How To Practice Effectively


----------



## MelodicDreamer

I know that this is a difficult question that has no real answer, but does anybody have any idea of whther the violin or the cello is easier to learn??? I am just curious to know what people think???


----------



## vivaciouswagnerian

I'm not a string player, but from my knowlege violin is usually the first instrument you play if you start strings. Reasons of similar fingering maybe, I dont know. But thats usually what you start with and then after a year or so move on to the others or stay violin. Hope that helps.


----------



## julianp

There are no EASY instruments to learn. And the difference between the cello and violin are more to do with sound than technique.

Check out my website for a rundown on the challenges set by each.

http://www.learn-theory-music.com/musical-instruments-children.html


----------



## Mr. Terrible

I`m a recently retired ex-pro player and you guys are the luckiest people in the world. You have it all before you and nobody is going to have high expectations of you, make unreasonable demands of you or otherwise try to control your musical whimsey.
I am rediscovering the freedom of playing to suit myself for the first time in about 50 years and loving it.

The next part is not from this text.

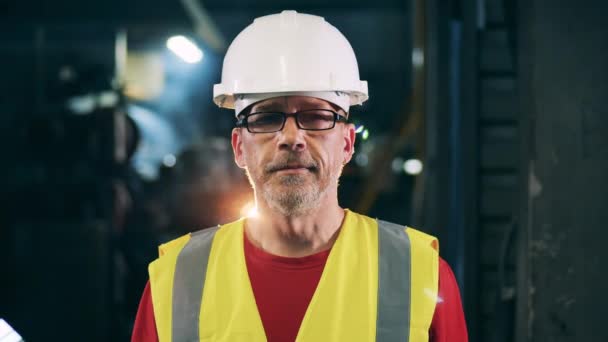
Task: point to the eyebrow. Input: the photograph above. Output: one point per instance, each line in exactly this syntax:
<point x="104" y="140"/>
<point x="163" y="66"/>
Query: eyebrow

You can get as good as you choose to get and you`ll enjoy it at any level, even the frustration!
Lucky old you.


----------



## Christi

James said:


> Don't be shy if you are a newcomer to instrumental playing!* * This forum is to help real newbies of music.* * Best wishes!


I'm a real newbie !!!!


----------



## lakshwadeep

One of the "easier" instruments to learn would be a recorder or pennywhistle (aka tin whistle) since there is only pressure to learn the fingerings and not worry about embouchure.


----------



## karsiar

*help me*

hai i am new to learn the instruments.i like to play flute 8 holed south indian style. someone please help me about the fingering charts for it.and also give me about the details of it.


----------



## Edward Elgar

Yo homies , I'm entering a competition whereby I have to write for an orchestra described as: 

2+pic/2+eh/2+bc/2+cbn-4/3/3/1-timp+3-piano-harp-strings 

Am I right in thinking that the piccolo, cor anglise, bass clarinet and contrabassoon are to be played by seperate players or simply by the 2nd flautist, 2nd oboist, e.t.c.

Also, am I right in thinking that there are to be 4 horns, 3 trumpets, 3 trombones (is it 2 normal trombones n then a bass trombone?) and a tuba?

Could it also be that only three timpani are allowed? I know this should be obvious but I just want 2 be sure as sugar, thanks.


----------



## xJuanx

It's funny I've studied violin for 7 years, and I have no clue of which method I used :S


----------